Lindstrom, Minn. Good Samaritans brutally beaten honored as heroes

A brother and sister in Lindstrom, Minn. spotted a woman running for her life, and they decided it was their duty to help. They didn't know they'd end up getting beaten up. Months later, however, the pair and the first responders, who are more like family, are being honored as heroes.

In December, police said Robert Chmielewski was chasing his sister, who sought shelter in Karen Noles' home. Earlier that month, Chmielewski and his sister moved in just down from the street from them in a trailer park. The pair apparently got into a fight about her cat. Robert had kicked the cat out, but she let it back in. When Robert discovered this, he allegedly "became angry and violent and grabbed her by the arms and would not let her leave the house," a criminal complaint said. 

"She came down the street yelling for help, and I yelled get in here. Got her in the house, gave her the phone, locked her in the bathroom, and told her to call 911," Karen said. Chmielewski followed her inside, encountering Karen's brother, Duane Noles and when officers arrived, the criminal complaint details what they saw:

Through the blinds, [an officer] observed a body on the floor. [The officer] observed the face was extremely bloody swollen, and appeared to be crushed inward...

Lakes Area Police officers Cory Spencer and Jen Paulsen were the first on-scene.

"I didn't know if he was alive or dead," Karen said. "All I could do was yell ‘Stop, stop beating him.'"

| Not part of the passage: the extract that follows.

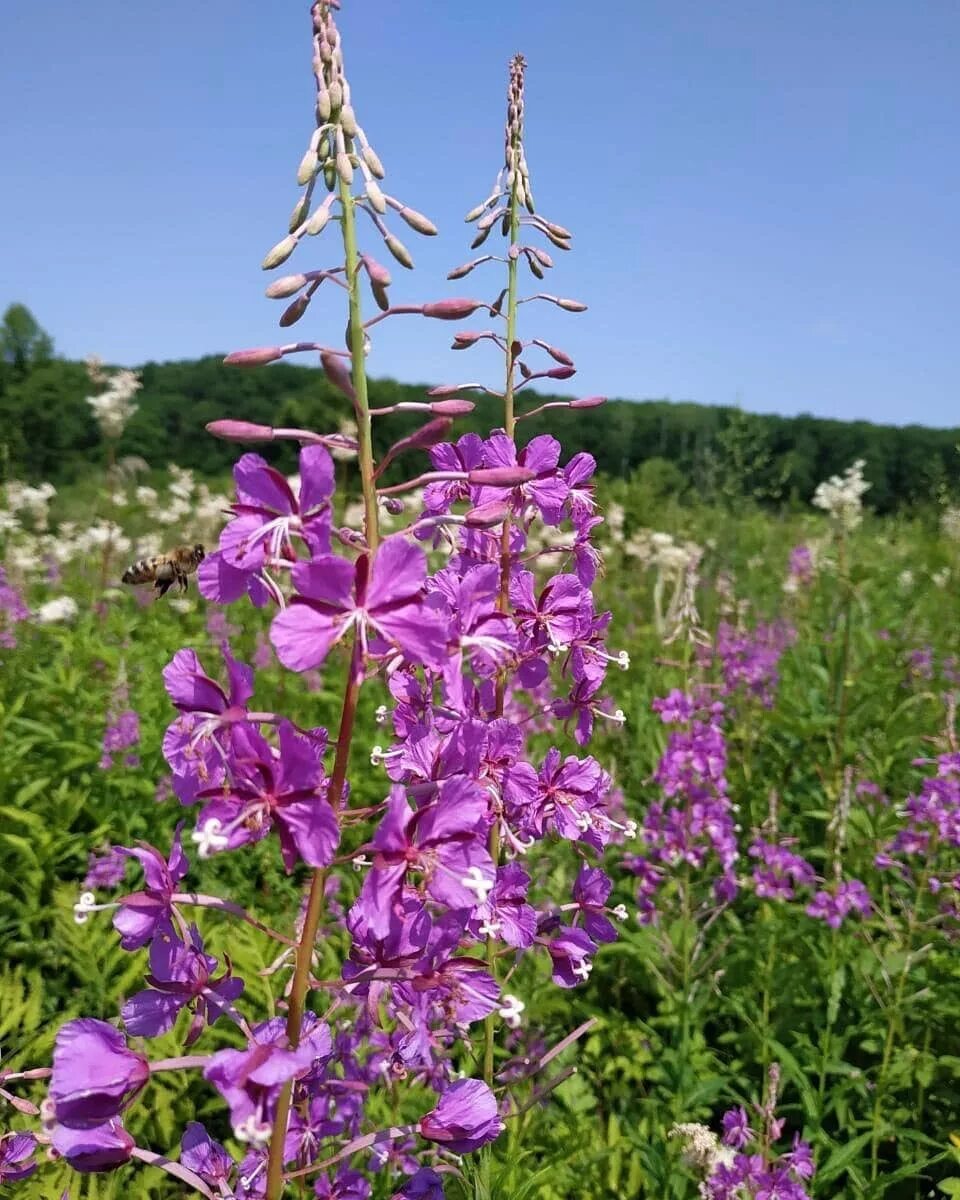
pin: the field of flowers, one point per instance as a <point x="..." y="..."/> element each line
<point x="772" y="945"/>
<point x="463" y="823"/>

Police said they breached the door and immediately picked him up. Officer Spencer grabbed the top part of Chmielewski's body, and Officer Paulsen grabbed his feet and they tossed him to the porch. Duane's face barely looked human. The X-ray revealed every single bone broken, likely the result of one hundred punches. Duane would spent about a month in ICU, enduring countless surgeries. Karen and the officers would grow close.

"They're the best officers, the whole Lakes Area Police Department," Karen said. "I love them guys with so much of my heart."

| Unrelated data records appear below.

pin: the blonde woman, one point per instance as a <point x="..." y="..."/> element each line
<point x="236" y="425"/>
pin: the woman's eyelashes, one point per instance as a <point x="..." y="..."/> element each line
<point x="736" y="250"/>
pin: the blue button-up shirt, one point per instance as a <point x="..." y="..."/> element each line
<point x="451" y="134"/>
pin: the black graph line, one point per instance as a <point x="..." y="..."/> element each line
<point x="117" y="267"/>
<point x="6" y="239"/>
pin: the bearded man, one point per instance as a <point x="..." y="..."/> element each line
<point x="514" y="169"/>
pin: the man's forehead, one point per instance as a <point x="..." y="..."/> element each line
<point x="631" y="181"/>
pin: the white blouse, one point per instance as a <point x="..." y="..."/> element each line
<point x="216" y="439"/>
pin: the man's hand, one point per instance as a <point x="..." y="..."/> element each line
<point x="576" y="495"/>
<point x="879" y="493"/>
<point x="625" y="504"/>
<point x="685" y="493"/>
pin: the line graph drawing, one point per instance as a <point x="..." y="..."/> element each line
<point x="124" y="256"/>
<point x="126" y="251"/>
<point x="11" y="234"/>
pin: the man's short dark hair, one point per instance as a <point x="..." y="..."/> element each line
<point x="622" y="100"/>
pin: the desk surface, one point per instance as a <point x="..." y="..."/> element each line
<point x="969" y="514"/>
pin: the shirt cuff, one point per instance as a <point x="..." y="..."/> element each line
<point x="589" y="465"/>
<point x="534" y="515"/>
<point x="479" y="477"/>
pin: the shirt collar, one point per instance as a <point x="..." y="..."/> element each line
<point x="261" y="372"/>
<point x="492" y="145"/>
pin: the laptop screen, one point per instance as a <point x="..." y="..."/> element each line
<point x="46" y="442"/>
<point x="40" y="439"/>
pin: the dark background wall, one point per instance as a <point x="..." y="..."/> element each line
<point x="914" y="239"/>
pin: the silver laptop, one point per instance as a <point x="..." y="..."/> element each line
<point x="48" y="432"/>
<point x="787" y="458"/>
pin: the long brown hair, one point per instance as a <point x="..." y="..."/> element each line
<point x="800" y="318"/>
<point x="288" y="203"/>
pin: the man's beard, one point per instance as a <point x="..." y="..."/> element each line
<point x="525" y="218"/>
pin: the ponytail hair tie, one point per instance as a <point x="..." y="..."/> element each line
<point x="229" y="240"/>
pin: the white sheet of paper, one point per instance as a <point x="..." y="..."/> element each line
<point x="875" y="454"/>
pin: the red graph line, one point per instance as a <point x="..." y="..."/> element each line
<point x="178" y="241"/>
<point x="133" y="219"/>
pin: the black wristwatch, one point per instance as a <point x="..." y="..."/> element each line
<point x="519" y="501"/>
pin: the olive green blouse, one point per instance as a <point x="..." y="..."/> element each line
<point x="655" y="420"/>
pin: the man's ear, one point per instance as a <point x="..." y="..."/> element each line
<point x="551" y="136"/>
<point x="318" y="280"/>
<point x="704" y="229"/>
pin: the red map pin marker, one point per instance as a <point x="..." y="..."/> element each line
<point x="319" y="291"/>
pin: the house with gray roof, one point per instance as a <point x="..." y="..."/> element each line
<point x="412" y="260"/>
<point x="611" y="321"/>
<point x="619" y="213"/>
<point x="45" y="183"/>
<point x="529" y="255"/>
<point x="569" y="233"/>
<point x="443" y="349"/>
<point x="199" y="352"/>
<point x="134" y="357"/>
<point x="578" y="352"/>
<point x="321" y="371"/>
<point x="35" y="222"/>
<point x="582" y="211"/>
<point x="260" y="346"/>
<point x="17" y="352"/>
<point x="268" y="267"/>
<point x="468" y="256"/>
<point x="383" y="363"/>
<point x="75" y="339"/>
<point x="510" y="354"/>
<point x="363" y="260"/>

The officers reciprocate that sentiment. Meanwhile, Karen and Duane recently received citizen valor awards, and the officers received life-saving awards. All honored for their courage, and now, hoping for Duane's healing.

"He faces it every day in the mirror. He says, 'god, I'm a monster, don't even look at me.' Duane, you still have your heart. You're not a monster. You're a hero," Karen said.

If you would like to help Duane Noles in his long and expensive road of recovery, the family is accepting donations at https://youcaring.com/NolesFamily.

There is also a fund at the Lake Area Bank in the names of Duane and Karen Noles.